This Is The One Thing Still Missing From The #TimesUp And #Me Too Conversation
To say I’m optimistic about 2018 is an understatement. With campaigns like #metoo, #TimesUp and #5050by2020, women from all industries have made the country take note of gender inequality in personal and professional life. The latest of these efforts, #TimesUp, is the most structured and defined action plan yet, with a focus on fixing “the imbalance of power” in the entertainment industry.
This conversation was long overdue. To see it dominate the news cycle for weeks, even months, has been incredibly heartening. At the same time, there’s one aspect glaringly missing from the dialogue: motherhood.
If we’re going to talk about gender inequality, we also need to talk about the Motherhood Penalty. Every challenge women disproportionately face in the workplace — lower pay, absentee mentors and fewer promotions — is exacerbated when that woman becomes a mother.

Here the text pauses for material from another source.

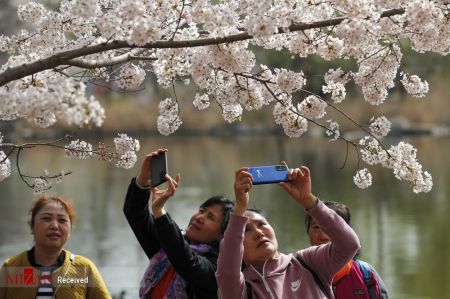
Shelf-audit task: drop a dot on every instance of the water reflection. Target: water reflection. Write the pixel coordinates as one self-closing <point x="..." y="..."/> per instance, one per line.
<point x="405" y="236"/>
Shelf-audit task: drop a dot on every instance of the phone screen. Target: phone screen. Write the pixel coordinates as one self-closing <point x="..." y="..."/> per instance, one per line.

In spite of the fact that having a family increases costs, according to a report by the Kauffman Foundation, a woman’s income decreases with each child. The researchers also found that mothers are 79 percent less likely to be hired and 50 percent less likely to be promoted.
So, while we’re talking about the things that hold women back at work, we cannot forget the penalty that will affect most working women at some point in their career. The most recent Women in the Workplace study revealed only 2 percent of women planned to leave the workforce to focus on family. But as we learned in Sheryl Sandberg’s Lean In, the partial or complete dropout rate is much higher: 43 percent.
While most millennial women don’t plan to leave the workforce when they become mothers, they still do. In order for Hollywood to reach #5050by2020, or for Congress to achieve a gender ratio that even somewhat resembles the general population, we need to ensure moms don’t have to fight even harder for better pay and promotions.
On top of harassment training, unconscious bias training, gender-based metrics and goals, businesses must provide an environment that supports motherhood. Here’s what a truly equal workplace looks like:
Strong paid parental leave policies. (Currently only 14 percent of workers have access to paid leave.)
Support for the rising costs of childcare. (In 33 states, it costs more than college tuition.)
Engaging with moms when they return to work. (The 43 percent dropout rate largely stems from moms feeling undervalued)
Does your company stand up to the test? If you need a blueprint, just look at Patagonia. They boast a 100% retention rate of moms and approximately 50% of their managers and senior leaders are women.
But equality isn’t just about changing policies or adding a few weeks of parental leave (though it’s an incredible start). It’s about giving women, and particularly new moms, the tools and support they need to achieve their professional goals. Improving a new mom’s experience is critical to keeping her off “mommy track.” Whatever changes your organization makes, they should account for these three things:
Everyone’s return to work after parental leave is unique. Companies need to train their managers to understand that new moms are experiencing a big transition. They might need a bit of time to ramp up to full capacity again. At the same time, they should never assume a new mom can’t handle a new project. Giving additional responsibilities to other team members might seem like the “sensitive” decision, but the mom actually ends up feeling undervalued. The key is to make it easy for moms to talk honestly about their current abilities and future aspirations. Bringing in a career coach or third-party consultant can help make these conversations go smoothly.
Flexibility is necessary. When a new mom needs to leave early to pick up her baby from daycare, it doesn’t mean she’s not committed to her career. Remember, women are expected to pick up the overwhelming majority of family and home responsibilities, a phenomenon known as the second shift. Offering flexibility, whether it’s simply shifting hours, allowing remote work, or scaling back hours temporarily, keeps a mom happy and engaged. New moms are worried that they won’t live up to expectations at work and at home. Helping them fulfill their potential by being flexible is a no-brainer.
Parenting networks are important. Employee resource groups may be on their way out, but giving new moms a network of women who have been through this shared experience is majorly beneficial. Many stay-at-home moms connect through various classes they attend with their babies, but working moms rarely have the opportunity due to their work schedules. By providing a professional moms’ group for employees, businesses show new moms that they support their efforts to balance their career, their professional aspirations and their role as a new mom.
If companies are truly committed to fixing the imbalance of power, they must think about what they can do to keep new moms engaged and on track for promotions and leadership opportunities. #TimesUp on the mommy track and motherhood penalty.